The Directors are also responsible for preparing the Strategic Report, the Directors’ Report, the Directors’ Remuneration Report, the Corporate Governance Statement and the Report of the Audit and Management Engagement Committee in accordance with the Companies Act 2006 and applicable regulations, including the requirements of the Listing Rules and the Disclosure and Transparency Rules. The Directors have delegated responsibility to the Manager for the maintenance and integrity of the Company’s corporate and financial information included on the BlackRock website. Legislation in the United Kingdom governing the preparation and dissemination of financial statements may differ from legislation in other jurisdictions.

Each of the Directors at the date of this report, whose names are listed on page 17 of the Annual Report and Financial Statements, confirm to the best of their knowledge that:

  • the financial statements, prepared in accordance with applicable accounting standards, give a true and fair view of the assets, liabilities, financial position and profit or loss of the Company; and

  • the Strategic Report contained in the Annual Report and Financial Statements includes a fair review of the development and performance of the business and the position of the Company, together with a description of the principal risks and uncertainties that it faces.

The 2016 UK Corporate Governance Code also requires Directors to ensure that the Annual Report and Financial Statements are fair, balanced and understandable.

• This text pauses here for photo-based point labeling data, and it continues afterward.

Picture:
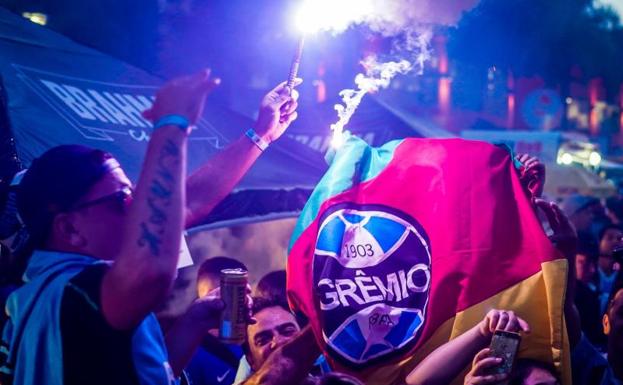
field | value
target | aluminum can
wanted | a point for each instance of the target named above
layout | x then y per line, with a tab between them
233	326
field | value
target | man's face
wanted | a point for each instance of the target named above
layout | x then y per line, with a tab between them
538	376
584	268
206	284
275	326
610	240
102	224
615	321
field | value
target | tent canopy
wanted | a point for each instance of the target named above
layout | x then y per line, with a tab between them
56	91
566	180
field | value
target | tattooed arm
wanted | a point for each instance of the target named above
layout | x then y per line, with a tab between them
207	186
142	273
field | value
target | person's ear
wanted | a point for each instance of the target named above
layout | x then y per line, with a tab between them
605	321
251	361
64	229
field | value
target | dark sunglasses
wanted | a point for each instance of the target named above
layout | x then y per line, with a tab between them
123	197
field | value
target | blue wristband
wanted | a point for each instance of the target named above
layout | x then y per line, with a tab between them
172	120
256	139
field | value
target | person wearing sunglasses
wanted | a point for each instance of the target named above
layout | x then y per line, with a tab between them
105	252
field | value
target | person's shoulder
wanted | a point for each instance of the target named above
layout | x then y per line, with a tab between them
86	285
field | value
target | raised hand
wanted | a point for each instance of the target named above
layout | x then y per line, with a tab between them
483	362
277	111
565	237
505	320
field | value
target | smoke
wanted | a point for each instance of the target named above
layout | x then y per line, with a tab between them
399	21
378	75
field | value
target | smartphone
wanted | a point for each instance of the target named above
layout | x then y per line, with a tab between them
505	346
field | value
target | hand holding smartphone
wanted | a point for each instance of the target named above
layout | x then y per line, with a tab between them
504	345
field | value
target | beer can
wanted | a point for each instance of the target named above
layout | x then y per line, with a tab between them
233	326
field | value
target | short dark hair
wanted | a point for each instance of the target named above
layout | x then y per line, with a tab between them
211	267
273	285
55	182
588	248
604	229
333	378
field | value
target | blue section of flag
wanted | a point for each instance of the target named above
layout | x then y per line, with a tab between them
350	340
330	238
408	323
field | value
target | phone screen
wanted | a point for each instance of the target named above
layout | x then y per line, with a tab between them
504	345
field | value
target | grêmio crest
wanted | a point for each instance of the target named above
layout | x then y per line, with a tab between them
372	275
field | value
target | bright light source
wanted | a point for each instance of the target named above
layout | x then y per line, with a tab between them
331	15
36	17
566	159
594	159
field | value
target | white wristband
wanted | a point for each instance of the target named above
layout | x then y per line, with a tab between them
256	139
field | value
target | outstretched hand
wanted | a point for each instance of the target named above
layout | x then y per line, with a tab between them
277	111
183	96
532	174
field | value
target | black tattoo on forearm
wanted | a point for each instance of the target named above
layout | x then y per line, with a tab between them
159	198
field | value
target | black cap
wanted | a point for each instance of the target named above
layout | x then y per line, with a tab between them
55	182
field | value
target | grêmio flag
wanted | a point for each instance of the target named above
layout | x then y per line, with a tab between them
403	247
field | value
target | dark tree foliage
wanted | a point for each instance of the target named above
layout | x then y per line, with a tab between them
555	39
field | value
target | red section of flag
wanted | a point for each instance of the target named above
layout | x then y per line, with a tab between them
484	234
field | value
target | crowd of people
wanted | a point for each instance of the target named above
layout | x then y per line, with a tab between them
103	257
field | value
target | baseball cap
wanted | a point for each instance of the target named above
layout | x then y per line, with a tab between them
55	182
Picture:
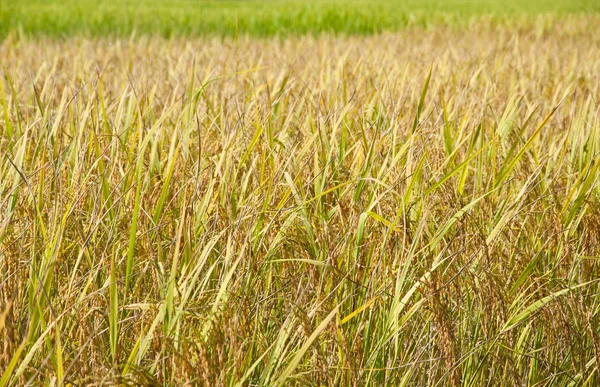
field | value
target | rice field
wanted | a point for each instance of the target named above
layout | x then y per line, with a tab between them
414	207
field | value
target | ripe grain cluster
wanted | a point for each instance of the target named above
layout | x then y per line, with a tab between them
417	208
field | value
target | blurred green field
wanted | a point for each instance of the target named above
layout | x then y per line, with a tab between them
265	18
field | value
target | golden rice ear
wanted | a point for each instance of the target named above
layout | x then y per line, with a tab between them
416	207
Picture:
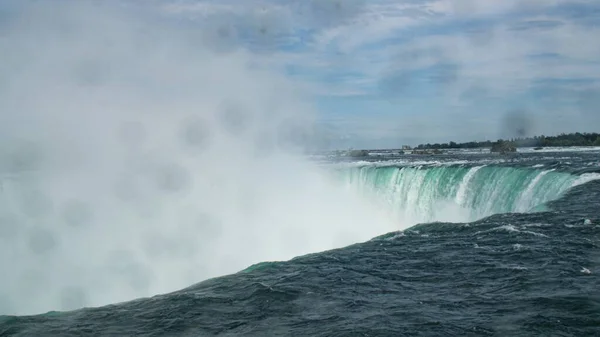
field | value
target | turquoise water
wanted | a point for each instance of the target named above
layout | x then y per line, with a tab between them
454	193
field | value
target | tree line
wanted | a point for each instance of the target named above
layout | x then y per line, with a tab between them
563	139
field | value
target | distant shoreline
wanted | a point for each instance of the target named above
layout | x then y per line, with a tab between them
561	140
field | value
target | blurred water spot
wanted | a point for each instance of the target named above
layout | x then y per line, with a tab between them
72	298
25	156
233	118
36	204
194	133
517	123
173	178
7	306
265	30
42	241
8	227
131	133
31	281
126	188
210	226
156	245
125	266
77	213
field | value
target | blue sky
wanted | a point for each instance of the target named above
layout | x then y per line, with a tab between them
383	73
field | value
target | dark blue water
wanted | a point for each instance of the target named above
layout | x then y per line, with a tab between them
512	274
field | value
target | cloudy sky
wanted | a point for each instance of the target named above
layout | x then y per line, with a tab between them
383	73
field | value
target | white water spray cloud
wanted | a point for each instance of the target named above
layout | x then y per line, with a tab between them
138	158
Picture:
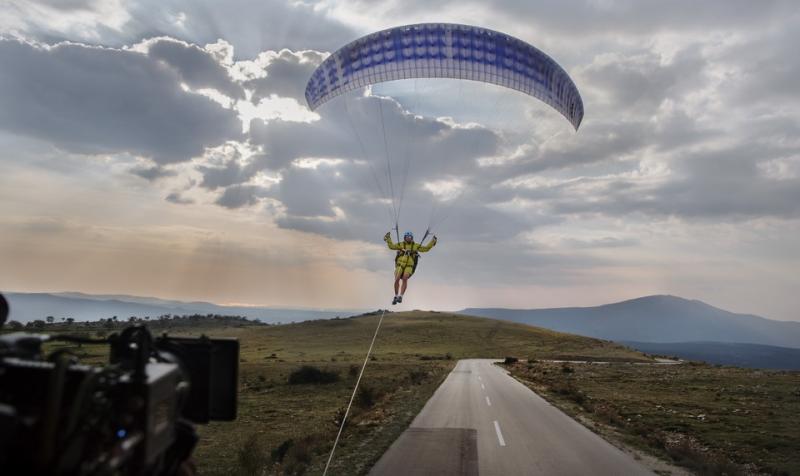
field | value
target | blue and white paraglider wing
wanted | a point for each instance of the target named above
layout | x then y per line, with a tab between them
442	50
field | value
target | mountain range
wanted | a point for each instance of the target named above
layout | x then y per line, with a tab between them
26	307
661	319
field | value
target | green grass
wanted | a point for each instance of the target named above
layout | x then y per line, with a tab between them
289	429
413	353
709	419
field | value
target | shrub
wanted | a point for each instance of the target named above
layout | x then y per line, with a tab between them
250	459
279	452
366	397
417	376
310	374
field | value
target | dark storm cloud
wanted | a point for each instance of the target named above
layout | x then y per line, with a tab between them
153	173
98	100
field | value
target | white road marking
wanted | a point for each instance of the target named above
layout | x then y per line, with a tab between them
499	434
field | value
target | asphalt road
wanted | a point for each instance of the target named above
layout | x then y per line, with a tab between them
482	421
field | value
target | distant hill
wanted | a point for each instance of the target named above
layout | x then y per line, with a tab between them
26	307
662	319
726	353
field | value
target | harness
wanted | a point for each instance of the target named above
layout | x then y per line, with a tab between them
414	254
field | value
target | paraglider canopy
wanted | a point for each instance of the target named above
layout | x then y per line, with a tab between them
444	50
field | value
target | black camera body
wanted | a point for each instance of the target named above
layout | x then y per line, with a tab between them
134	416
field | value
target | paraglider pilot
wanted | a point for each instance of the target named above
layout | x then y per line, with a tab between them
406	260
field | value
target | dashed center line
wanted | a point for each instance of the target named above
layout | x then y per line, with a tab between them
499	434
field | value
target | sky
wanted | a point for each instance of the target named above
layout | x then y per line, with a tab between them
164	148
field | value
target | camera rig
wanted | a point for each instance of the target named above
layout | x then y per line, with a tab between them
133	416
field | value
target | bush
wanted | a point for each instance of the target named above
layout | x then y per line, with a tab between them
280	451
250	459
310	374
366	397
417	376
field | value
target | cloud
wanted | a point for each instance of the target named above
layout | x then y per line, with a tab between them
251	26
287	73
153	173
237	196
176	198
198	68
95	100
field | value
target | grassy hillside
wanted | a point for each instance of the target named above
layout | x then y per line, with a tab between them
288	428
413	354
713	420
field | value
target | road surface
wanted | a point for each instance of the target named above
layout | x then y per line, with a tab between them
481	421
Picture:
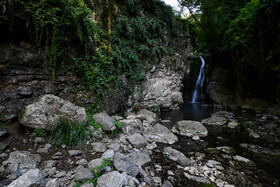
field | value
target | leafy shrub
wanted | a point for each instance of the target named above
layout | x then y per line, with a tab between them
69	134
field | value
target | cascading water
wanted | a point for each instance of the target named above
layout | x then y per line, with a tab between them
197	94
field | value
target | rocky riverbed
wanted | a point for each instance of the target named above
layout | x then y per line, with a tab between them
226	149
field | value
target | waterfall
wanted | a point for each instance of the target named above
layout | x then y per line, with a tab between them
199	83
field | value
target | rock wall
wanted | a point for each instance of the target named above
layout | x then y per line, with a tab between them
163	85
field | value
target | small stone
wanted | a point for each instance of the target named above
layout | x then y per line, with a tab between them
39	140
98	147
254	135
75	152
195	138
137	140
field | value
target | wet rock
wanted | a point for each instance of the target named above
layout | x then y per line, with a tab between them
149	116
243	160
112	179
45	149
22	161
132	126
262	152
137	140
52	183
49	110
50	163
99	147
3	146
95	163
117	118
166	183
254	135
108	154
104	119
214	120
83	174
123	163
177	156
223	149
39	140
140	158
197	180
82	162
232	124
162	134
33	177
224	114
75	152
3	131
189	128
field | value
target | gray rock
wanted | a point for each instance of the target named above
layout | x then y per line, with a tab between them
49	110
22	161
82	162
122	163
45	149
214	120
3	146
112	179
117	118
167	184
162	134
149	116
52	183
224	114
132	126
39	140
137	140
197	180
114	146
243	160
177	156
254	135
95	163
50	163
75	152
190	128
104	119
32	178
108	154
83	174
3	131
99	147
262	152
140	158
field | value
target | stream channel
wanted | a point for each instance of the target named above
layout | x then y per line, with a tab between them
265	172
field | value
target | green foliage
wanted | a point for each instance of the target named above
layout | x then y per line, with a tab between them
58	23
115	133
96	173
39	133
69	134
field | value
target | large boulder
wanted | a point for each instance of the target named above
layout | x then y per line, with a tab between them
21	161
132	126
161	134
34	177
149	116
189	128
49	110
214	120
177	156
104	119
123	163
112	179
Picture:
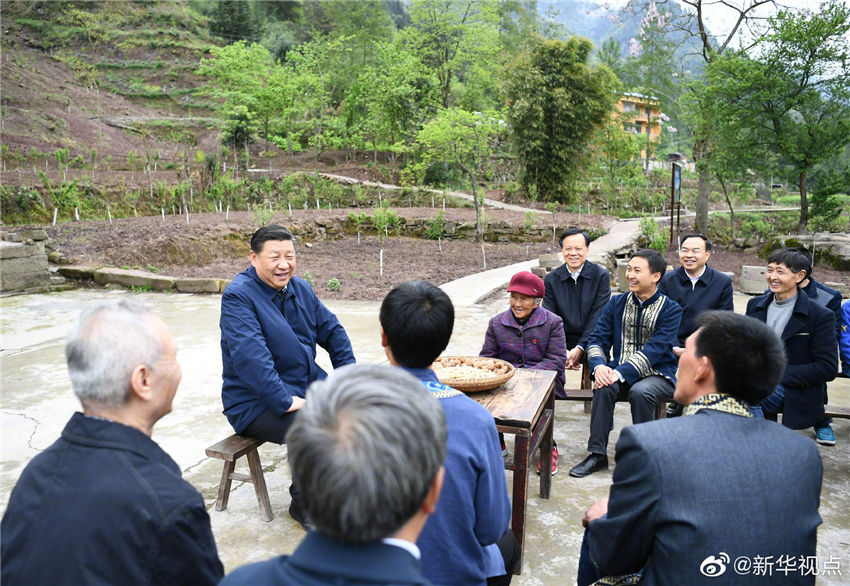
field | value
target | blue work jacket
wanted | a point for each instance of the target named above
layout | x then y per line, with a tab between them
106	505
266	358
636	338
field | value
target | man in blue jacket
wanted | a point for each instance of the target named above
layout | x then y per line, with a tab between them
638	331
807	330
368	449
467	541
696	287
270	323
577	291
699	499
105	504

In order to reach a conclusion on this matter, the Board has requested that the Audit and Management Engagement Committee advise on whether it considers that the Annual Report and Financial Statements fulfils these requirements. The process by which the Committee has reached these conclusions is set out in the Audit and Management Engagement Committee’s Report on pages 32 to 35 of the Annual Report and Financial Statements. As a result, the Board has concluded that the Annual Report for the year ended 31 August 2017, taken as a whole, is fair, balanced and understandable and provides the information necessary for shareholders to assess the Company’s position, performance, business model and strategy.

FOR AND ON BEHALF OF THE BOARD
ERIC SANDERSON
Chairman
23 October 2017

INVESTMENT MANAGER’S REPORT

MARKET OVERVIEW
The Company enjoyed positive performance over the year with a share price increase of 22.9% and a NAV increase of 23.0% in the twelve months to 31 August 2017. However, by way of comparison, the FTSE World Europe ex UK Index gained 26.0% over the period. (All figures in sterling terms with income reinvested.)

Whilst European market performance was positive over the year, drivers of return varied. The election of President Trump at the beginning of the period had a strong influence on market direction as investors believed his policies would bring greater growth to the US and, by extension, Europe. With this, a ‘reflationary narrative’ became a dominant driver of investment decisions across the market. Consequently, according to surveys of investment managers, the ownership of European banking shares rose to the highest level since the financial crisis, as investors expected rising interest rates to drive profitability. Thus far, interest rates in Europe have remained historically low, with the European Central Bank (ECB) continuing to inject liquidity into the system via its quantitative easing programme.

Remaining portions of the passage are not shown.